A través de ese servicio, conocí a un monje Soto Zen Budista e hice un retiro en el que se exploraba el tema de la muerte. Un ejercicio que tuvimos que hacer para contemplar la impermanencia de las cosas fue el siguiente. Los participantes teníamos que escribir en varios papelitos los nombres de nuestras personas más queridas y doblarlos para esconder el nombre. Luego, el monje daría campanadas que no veíamos venir, y con cada una de ellas debíamos tomar un papel, ver el nombre, y sentir lo que se viniera porque cada campanada significaba la muerte. Las campanadas a veces tenían espacio entre sí, y a veces no. A veces era Ding! Ding! Ding! Tres de tus personas más amadas ya no están. 

Yo me entregué al ejercicio y lloré bastante. Y desde entonces, asocio las muertes con companadas. Debo decir que el monje fue tan sutil guiando el ejercicio que la experiencia no se me hizo algo mórbido. Al contrario, era así como bueno, así es la vida, llegó la campanada, y algún día yo también seré una de ellas. 

Aún así, ese ejercicio no me preparó del todo para cuando sonó mi primera campanada en la vida real.

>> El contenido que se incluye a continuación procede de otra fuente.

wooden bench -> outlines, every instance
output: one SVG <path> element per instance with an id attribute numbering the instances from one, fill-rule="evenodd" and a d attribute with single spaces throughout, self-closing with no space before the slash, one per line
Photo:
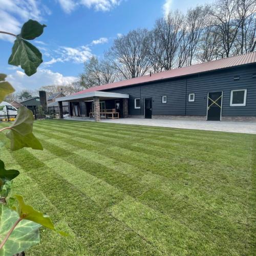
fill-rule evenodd
<path id="1" fill-rule="evenodd" d="M 99 113 L 100 115 L 101 118 L 111 118 L 112 119 L 118 119 L 119 118 L 119 112 L 117 112 L 115 109 L 112 109 L 111 110 L 105 110 L 104 111 L 102 111 Z M 91 110 L 91 112 L 89 113 L 90 118 L 93 117 L 94 112 Z"/>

La campanada era mi mamá. Y se sintió letal. 

Este domingo pasado la próxima campanada fue mi gatita de muchos años, Bella. Bella Bellina Bellari. Lloré mucho teniendo que despedirme de ella, y también le dije algo curioso a mi hermana: “Siento que no tengo derecho a llorarla porque hay otras cosas peores en el mundo”. Ella me ofreció un consuelo válido. Pero aún así, mi corazón está completamente congelado. Está congelado porque no consigue como procesar el duelo colectivo que estamos sintiendo todos a los que nos duele profundamente la aniquilación de gente en Gaza. La exterminación en vivo y en directo a nuestros teléfonos de los Palestin@s. 

Esta noche vi un video en donde alguien rezaba por el altavoz de una mezquita en Gaza. Rezaba con voz desesperada y resignada por el altavoz para que lo oyese toda la ciudad. Ese era su único método de comunicación porque la ciudad está en penumbra. Sin agua, sin comida, sin internet, sin electricidad. La ciudad está amordazada por bombas y más bombas, más una posible invasión terrenal. Pensé en las campanadas. Y como en Gaza no han dejado de sonar. 

Pensé en cómo el mundo entero las escuchará salir de allí ahora, y siempre.